ISLAMABAD: Pakistan has rejected a recent Indian statement calling on Islamabad to make a “conscious choice” on deciding whether it wanted to negotiate with New Delhi or with separatist leaders.

Reacting to remarks by Defence Minister Arun Jaitley, Pakistan Foreign Ministry spokesperson Tasnim Aslam said that Pakistan would not accept preconditions for the resumption of the stalled bilateral dialogue.

Jaitley, who is also India’s finance minister, had said that a new “red line” has to be drawn in Pakistan to reconsider who they want to speak to. “Do they want to speak to the Government of India or do they want to speak to those who want to break India?
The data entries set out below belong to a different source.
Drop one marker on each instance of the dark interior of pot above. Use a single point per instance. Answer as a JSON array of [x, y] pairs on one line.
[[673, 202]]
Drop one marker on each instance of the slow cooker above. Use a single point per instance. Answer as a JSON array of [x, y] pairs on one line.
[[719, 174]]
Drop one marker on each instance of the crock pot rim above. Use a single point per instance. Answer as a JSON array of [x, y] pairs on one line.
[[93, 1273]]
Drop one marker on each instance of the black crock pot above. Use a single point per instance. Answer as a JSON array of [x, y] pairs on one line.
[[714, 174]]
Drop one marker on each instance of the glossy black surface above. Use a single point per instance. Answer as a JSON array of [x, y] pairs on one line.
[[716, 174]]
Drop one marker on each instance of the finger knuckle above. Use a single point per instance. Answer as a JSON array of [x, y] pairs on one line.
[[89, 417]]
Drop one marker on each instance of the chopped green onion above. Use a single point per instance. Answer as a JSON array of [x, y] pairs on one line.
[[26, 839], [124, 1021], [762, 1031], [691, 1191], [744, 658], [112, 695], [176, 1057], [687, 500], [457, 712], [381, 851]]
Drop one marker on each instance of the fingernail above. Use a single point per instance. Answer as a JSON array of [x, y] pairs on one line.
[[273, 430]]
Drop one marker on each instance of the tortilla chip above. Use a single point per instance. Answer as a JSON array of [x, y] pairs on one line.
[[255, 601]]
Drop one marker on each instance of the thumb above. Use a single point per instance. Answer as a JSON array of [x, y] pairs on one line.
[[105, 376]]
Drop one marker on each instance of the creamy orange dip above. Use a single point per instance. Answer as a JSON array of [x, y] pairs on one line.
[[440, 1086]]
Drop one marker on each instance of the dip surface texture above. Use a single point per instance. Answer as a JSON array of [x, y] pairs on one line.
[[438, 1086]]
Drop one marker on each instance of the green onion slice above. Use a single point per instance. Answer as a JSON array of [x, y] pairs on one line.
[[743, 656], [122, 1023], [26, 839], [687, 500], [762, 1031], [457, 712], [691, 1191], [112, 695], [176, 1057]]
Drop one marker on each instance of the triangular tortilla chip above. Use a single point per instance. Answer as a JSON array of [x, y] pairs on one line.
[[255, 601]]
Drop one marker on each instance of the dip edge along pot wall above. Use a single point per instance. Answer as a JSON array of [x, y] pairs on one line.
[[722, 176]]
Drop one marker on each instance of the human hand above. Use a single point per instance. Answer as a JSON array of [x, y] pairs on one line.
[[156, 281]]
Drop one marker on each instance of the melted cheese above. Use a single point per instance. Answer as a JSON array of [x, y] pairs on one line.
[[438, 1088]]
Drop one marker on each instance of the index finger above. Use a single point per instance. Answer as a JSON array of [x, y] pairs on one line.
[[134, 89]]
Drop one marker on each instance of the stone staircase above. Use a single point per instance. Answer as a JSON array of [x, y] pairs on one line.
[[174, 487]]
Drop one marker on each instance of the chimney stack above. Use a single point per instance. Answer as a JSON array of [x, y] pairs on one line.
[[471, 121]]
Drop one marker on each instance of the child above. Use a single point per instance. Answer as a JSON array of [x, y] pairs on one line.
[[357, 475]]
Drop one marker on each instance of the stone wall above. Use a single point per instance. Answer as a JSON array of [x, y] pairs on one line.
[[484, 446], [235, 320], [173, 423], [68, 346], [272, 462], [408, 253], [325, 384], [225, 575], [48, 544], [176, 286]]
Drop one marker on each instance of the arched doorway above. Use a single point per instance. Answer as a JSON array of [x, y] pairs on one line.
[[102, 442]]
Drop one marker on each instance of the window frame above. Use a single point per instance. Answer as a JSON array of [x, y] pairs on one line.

Unless Pakistan makes a conscious choice, a dialogue with Pakistan will not be possible.”

Reiterating the internationally recognised status of Kashmir as a disputed territory, the foreign office spokesperson emphasised that Kashmiri leaders are not separatists, but instead representatives of an occupied people who were fighting for their right to self-determination.

“We do not accept any conditionality. Kashmiris are not Indian separatists. They are people in occupied territory struggling for their right to self-determination that has been recognised by United Nations resolutions. Pakistan is a party to the dispute. So this contention is not acceptable,” she contended.

Aslam added, “As we have been stating, the dialogue between Pakistan and India is not a favour that one country does to the other. Dialogue between Pakistan and India is a necessity for peace in this region so that South Asia focuses on economic development and welfare of its people.”

India had called off foreign secretary level talks in August citing the Pakistani High Commissioner’s meeting with Kashmiri leaders as reason for the cancellation.

Since then, relations between the two nuclear-armed neighbours hit a new low as a result of ongoing tensions along the Line of Control and Working Boundary.

At least 21 people, mostly civilians, have been killed in the cross fire since the skirmishes started in early October.